Gurschner, in contrast, found his religious inspiration in the Italian Renaissance, to the extent that the then director of the Tate Gallery, J. B. Mason, claimed that his version of The Annunciation could “hold its own with distinction even among those early paintings when the subject had a spiritual significance for painters, profounder than any it can have for the artists of today”,

Gurschner and Birkle were part of an under-recognised strand of artists at this time (including, in the UK, Eric Gill, David Jones, Winifred Knights, Stanley Spencer, and others) for whom these subjects did retain spiritual significance, and who produced work that was both original and modern as a result. One of many interesting aspects to this exhibition, and the earlier linked “Aftermath” exhibition, is that the curators have recognised this and reflected it as part of the rich tapestry of modernism, instead of overlooking it on ideological grounds, as others have in the past.

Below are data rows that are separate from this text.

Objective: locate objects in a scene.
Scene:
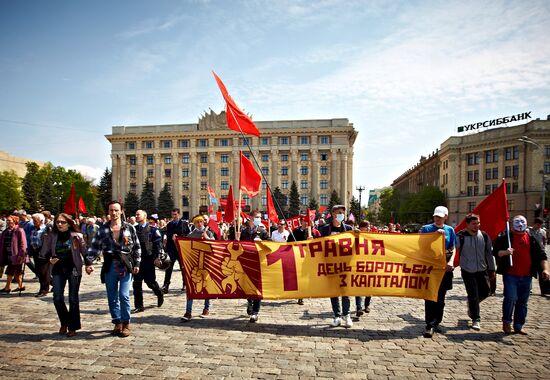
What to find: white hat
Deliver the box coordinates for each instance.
[433,206,449,218]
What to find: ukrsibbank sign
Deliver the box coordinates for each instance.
[458,111,531,132]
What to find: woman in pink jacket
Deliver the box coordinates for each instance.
[0,215,29,294]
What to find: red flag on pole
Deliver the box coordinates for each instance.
[223,186,235,223]
[454,180,510,266]
[212,71,260,137]
[78,195,88,214]
[63,183,76,215]
[239,152,262,198]
[267,189,279,224]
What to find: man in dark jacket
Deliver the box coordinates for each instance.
[493,215,550,335]
[133,210,164,313]
[456,214,495,331]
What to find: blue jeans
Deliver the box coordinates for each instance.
[105,262,132,324]
[185,299,210,314]
[502,274,532,330]
[52,268,82,331]
[330,296,350,318]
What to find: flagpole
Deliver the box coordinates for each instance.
[226,107,296,240]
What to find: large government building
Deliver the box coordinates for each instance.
[392,115,550,225]
[106,111,357,218]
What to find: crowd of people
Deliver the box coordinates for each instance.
[0,205,550,338]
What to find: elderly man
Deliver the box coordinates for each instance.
[493,215,549,335]
[419,206,456,338]
[319,205,353,328]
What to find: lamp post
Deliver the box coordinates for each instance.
[518,136,546,227]
[355,186,365,222]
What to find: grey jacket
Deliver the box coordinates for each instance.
[456,230,496,273]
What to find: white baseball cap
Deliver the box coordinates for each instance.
[433,206,449,218]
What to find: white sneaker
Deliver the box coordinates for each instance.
[344,314,353,328]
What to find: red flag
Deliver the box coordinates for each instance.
[78,195,88,214]
[239,152,262,198]
[267,190,279,224]
[454,181,510,266]
[63,183,76,215]
[212,71,260,137]
[223,186,235,223]
[208,218,221,239]
[306,208,317,226]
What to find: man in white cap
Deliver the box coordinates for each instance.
[420,206,456,338]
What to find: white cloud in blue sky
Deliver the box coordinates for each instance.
[0,0,550,193]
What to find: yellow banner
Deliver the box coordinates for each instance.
[177,232,446,301]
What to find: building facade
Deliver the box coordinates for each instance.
[106,111,357,217]
[392,116,550,225]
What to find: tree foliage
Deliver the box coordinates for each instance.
[139,179,157,215]
[288,181,300,218]
[0,170,24,213]
[158,183,174,218]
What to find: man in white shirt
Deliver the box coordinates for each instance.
[271,220,290,243]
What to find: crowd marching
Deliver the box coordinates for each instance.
[0,201,550,338]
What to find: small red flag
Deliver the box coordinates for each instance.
[454,180,510,266]
[78,195,88,214]
[267,190,279,224]
[208,218,221,239]
[212,71,260,137]
[239,152,262,198]
[223,186,235,223]
[63,183,76,215]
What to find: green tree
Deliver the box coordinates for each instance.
[327,190,342,212]
[271,186,288,219]
[349,195,362,224]
[0,170,23,213]
[39,176,57,212]
[124,191,139,216]
[139,179,157,215]
[97,168,113,210]
[288,181,300,218]
[158,183,174,218]
[22,161,42,213]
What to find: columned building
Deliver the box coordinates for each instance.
[392,116,550,225]
[106,111,357,217]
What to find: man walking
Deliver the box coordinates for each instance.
[86,201,141,338]
[133,210,164,313]
[456,214,496,331]
[493,215,549,335]
[420,206,456,338]
[162,208,190,294]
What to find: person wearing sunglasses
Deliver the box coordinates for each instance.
[41,213,91,337]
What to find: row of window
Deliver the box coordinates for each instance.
[466,145,519,165]
[126,136,330,150]
[130,166,328,179]
[128,152,328,165]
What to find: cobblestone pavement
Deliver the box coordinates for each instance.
[0,262,550,379]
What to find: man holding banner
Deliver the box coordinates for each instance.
[319,205,353,328]
[420,206,456,338]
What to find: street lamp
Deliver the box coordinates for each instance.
[517,136,546,227]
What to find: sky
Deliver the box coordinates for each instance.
[0,0,550,196]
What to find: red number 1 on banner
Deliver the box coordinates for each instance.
[267,245,298,291]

The Annunciation possesses a serenity that is unusual among these works and in this period. Gurschner’s other works — Triumph of Death and Lazarus (The Workers) — included here display more of the sense of anxiety which characterises the period. His Lazarus image references Grünewald’s Resurrection, yet with subtle alterations that alter the tone from the confident faith in Christ’s resurrection which we see in Grünewald to the confusion that Lazarus and those around him felt in a new beginning that was an unforeseen unknown. Gurschner, in common with most of the artists included here, was asking “Where do we go from here?”

 

“Magic Realism: Art in Weimar Germany 1919-33” is at Tate Modern, Bankside, London SE1, until 14 July. Phone 020 7887 8888.